2012 Annual Meeting of the Renaissance Society of America, Washington D.C.
IAS-Sponsored Session

The Appeal of Sculpture in Renaissance Italy: Collecting, Patronage, Style, and the Role of Touch

Grand Hyatt / 5B - Independence Level, Independence D
Saturday, March 24, 2012, 10:30am-12:00pm

Organizer: Joaneath A. Spicer, The Walters Art Museum

Chair: Eleanora Luciano, National Gallery of Art

New perspectives on the perception of sculpture, especially the small bronze, have been raised in current and recent research projects, publications and exhibitions. This session seeks to draw these together to foster broader insights, including from the fields of literature, psychology, and neuroscience. The representation of the collector and collections, issues inherent to the paragone debates, the differences in sculpture meant to be touched or held and sculpture that was simply to be viewed, how sculpture generates “pleasure”: these are all potential subjects. This proposal is prompted by a fruitful ongoing collaboration at the Walters Art Museum melding the perspectives of an art historian and a neuroscientist in assessing the role of tactility in the appeal of the small bronze in Renaissance Italy. A small exhibition on this subject will be on view at the Walters in Baltimore at the time of the conference, while an exhibition on the sculptor Antico will be at the National Gallery in Washington. The possibility of group visits to both will be offered.


Speakers/Papers

Francesco Freddolini, The Getty Research Institute
"The Lure of Sculpture, the Role of Touch and the Paragone in Sixteenth-Century Portraits"

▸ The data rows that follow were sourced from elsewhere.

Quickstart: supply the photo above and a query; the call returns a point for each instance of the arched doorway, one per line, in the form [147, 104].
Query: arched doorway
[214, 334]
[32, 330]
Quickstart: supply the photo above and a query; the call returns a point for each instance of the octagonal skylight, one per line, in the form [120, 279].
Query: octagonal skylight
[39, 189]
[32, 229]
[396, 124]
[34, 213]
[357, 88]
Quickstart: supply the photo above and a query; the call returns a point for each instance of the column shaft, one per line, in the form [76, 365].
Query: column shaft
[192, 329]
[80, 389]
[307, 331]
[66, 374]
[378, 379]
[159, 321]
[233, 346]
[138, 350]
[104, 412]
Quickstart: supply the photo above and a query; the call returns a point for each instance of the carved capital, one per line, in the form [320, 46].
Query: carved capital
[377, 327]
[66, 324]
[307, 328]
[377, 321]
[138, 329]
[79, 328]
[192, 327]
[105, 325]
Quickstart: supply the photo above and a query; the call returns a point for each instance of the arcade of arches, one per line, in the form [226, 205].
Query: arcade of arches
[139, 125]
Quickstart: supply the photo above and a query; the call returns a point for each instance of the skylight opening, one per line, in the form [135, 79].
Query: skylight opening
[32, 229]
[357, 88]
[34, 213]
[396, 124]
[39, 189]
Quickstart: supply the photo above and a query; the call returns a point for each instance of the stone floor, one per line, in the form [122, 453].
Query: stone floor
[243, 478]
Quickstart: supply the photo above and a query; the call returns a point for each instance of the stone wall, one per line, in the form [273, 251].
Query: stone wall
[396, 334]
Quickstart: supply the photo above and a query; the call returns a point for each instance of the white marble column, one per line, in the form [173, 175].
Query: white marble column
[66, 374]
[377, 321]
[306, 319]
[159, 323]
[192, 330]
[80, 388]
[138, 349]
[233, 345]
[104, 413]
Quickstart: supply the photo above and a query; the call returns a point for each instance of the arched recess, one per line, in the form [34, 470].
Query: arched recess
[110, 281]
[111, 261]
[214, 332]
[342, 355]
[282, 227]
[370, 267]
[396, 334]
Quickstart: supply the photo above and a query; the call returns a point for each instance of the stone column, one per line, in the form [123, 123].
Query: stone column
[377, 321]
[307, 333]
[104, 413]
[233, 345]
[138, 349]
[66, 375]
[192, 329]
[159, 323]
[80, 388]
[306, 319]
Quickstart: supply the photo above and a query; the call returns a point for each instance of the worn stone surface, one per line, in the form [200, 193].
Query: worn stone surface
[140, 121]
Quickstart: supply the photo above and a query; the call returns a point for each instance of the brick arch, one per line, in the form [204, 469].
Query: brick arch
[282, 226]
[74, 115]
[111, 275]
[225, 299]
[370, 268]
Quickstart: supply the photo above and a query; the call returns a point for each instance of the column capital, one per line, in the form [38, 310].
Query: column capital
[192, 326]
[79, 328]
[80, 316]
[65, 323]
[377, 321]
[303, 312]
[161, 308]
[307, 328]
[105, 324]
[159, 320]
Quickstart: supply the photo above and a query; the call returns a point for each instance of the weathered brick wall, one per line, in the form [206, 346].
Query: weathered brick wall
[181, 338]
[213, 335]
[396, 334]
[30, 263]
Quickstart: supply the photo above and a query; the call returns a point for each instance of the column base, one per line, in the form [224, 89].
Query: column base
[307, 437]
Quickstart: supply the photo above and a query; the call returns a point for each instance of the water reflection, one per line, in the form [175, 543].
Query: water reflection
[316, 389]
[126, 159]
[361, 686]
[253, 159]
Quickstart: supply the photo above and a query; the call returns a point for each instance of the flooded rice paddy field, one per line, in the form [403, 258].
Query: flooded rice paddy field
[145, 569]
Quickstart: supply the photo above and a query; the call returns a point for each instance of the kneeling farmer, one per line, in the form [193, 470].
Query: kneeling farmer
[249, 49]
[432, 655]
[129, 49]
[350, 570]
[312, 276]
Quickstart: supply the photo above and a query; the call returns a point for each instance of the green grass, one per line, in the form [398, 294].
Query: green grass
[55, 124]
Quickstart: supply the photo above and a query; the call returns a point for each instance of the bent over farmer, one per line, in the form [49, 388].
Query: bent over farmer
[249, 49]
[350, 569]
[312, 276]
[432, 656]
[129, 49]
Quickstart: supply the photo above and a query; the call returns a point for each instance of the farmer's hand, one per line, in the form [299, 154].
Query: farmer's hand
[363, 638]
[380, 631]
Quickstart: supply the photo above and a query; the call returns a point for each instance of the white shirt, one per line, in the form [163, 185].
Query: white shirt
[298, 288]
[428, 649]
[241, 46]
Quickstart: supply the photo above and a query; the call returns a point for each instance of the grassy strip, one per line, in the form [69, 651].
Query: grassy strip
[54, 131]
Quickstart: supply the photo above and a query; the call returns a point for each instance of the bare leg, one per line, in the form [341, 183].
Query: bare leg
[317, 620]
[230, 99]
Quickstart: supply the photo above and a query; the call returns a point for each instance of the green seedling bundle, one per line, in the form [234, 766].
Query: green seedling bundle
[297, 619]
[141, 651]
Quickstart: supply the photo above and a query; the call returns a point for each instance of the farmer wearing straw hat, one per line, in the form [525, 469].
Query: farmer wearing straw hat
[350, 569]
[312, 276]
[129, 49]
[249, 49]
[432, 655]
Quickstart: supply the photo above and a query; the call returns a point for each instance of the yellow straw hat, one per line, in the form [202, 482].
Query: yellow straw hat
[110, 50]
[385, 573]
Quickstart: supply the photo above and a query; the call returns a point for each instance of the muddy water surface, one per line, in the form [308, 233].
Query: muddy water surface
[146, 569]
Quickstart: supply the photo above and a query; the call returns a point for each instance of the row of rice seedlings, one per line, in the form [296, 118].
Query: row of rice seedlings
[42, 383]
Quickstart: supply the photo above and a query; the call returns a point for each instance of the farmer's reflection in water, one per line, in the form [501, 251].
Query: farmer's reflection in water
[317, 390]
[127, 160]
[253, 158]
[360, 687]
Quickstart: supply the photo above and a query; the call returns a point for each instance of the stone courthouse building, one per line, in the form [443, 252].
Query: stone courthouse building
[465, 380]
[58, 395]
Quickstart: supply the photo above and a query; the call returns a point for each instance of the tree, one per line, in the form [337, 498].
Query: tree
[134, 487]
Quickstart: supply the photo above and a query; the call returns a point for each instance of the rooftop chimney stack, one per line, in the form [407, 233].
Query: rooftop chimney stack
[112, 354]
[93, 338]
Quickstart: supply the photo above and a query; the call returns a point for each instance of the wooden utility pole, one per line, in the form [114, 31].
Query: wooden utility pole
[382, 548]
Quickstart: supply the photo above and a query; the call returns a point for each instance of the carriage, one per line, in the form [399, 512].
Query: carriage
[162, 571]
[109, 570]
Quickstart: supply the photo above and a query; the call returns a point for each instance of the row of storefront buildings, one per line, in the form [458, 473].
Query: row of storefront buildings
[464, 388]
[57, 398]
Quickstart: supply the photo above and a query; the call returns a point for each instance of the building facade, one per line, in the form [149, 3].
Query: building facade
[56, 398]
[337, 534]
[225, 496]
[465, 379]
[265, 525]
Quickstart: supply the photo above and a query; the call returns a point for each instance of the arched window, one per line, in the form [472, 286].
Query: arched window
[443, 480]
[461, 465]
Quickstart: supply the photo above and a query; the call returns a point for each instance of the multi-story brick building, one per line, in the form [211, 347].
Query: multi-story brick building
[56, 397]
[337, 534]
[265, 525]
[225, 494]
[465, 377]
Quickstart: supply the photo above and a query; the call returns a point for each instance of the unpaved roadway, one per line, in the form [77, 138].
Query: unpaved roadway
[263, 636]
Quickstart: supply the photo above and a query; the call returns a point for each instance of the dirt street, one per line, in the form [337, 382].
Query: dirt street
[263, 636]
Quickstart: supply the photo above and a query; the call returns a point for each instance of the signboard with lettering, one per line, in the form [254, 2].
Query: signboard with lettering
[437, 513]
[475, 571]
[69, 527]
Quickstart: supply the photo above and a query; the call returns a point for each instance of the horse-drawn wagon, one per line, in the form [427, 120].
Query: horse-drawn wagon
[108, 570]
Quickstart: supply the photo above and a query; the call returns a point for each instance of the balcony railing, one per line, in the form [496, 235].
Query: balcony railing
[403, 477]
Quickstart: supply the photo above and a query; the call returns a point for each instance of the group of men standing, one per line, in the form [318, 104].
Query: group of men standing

This paper investigates how the sense of touch played a significant role in the engagement between sitter and sculpture in sixteenth-century Florentine portraits of collectors. In works such as Bronzino’s Portrait of a Young Man with a Statuette of Venus (Musée du Louvre), or Poppi’s Portrait of Vincenzo Borghini (Staatliche Kunsthalle), sitters are not just holding or showing statuettes, but overtly experiencing sculpture with the sense of touch. I will explore how these portraits pose significant questions concerning gender-related and religious traditions of experiencing sculpture, but also reflect a key issue related to the tactile experience of sculpture within the Paragone debate. Touch was major topos in the Paragone debate, and by culling evidence from theoretical writings and comparing the aforementioned paintings with other works I shall explore how the sense of touch played a crucial role in the emergence of a “visual dispute” on the Paragone in sixteenth-century Florence.

Geraldine A. Johnson, University of Oxford
"Weighing the Evidence: Encounters with Sculpture in Early Modern Italy"

Scholars and curators studying the development of the bronze statuette as a sculptural genre in Early Modern Italy have generally assumed that these objects were meant to be handled—touched, turned, lifted, held, perhaps even caressed—by their original owners. But what is the evidence for this? In fact, the great variety of statuettes cast in bronze in this period, from small works that fit easily in the palm of one’s hand to large, multi-figure groups that cannot be raised with ease even using two strong arms, suggests that such objects were not necessarily all meant to be handled in exactly the same way. By using contemporary descriptions of encounters with precious collectibles and images depicting beholders’ tactile engagements with statuettes, as well as by considering evidence derived from the sculpted objects themselves, this paper seeks to problematize assumptions about how statuettes were actually handled in Italy in this period.

Peter Jonathan Bell, The Metropolitan Museum of Art
"The Role of the Base in Early Bronze Statuettes of the Renaissance"

In the quattrocento, the base became a locus of meaning for free­standing sculpture. Already in the first decades of the century, bases are referential sites of authorship as well as identity (della Quercia, Valdambrino). By mid­century, Donatello’s bases (for the David or Judith, for example) are physically intertwined with their figural loads and replete with interpretive significance. Perhaps too frequently overlooked today in favor of the subject proper, bases in the Renaissance were often conceived—and constructed—integrally with the sculpture above. This was the case with one of the great sculptural innovations of the period: the revival of the independent bronze statuette. The base was a site of experimentation and careful consideration for the makers of the first bronze statuettes, sculptures designed to be manipulated. I will examine the significance of the base in early bronzetti, from Filarete to Pollaiuolo to Antico, with special attention to its mediating role between the object and its viewer/handler.

Joaneath A. Spicer, The Walters Art Museum
"Tactility and the Appeal of the Small Bronze in Renaissance Italy"

A collaborative project with a neuroscientist at Johns Hopkins who works on touch has prompted the writer to reexamine the temporal and cultural contingencies surrounding the discussed (but untested) perceived tactility of the small statuette in the Italian Renaissance, especially in regards the concurrent development of the female nude as a subject. This will be considered in the context 1) of practical experiments with replicas to tease out distinctions between sensation and its interpretation, 2) differences in the enjoyment of statuettes in bronze versus other materials; and 3) the wider context of shifts in the character, availability, and role of high-value “collectibles” by the early 1500s.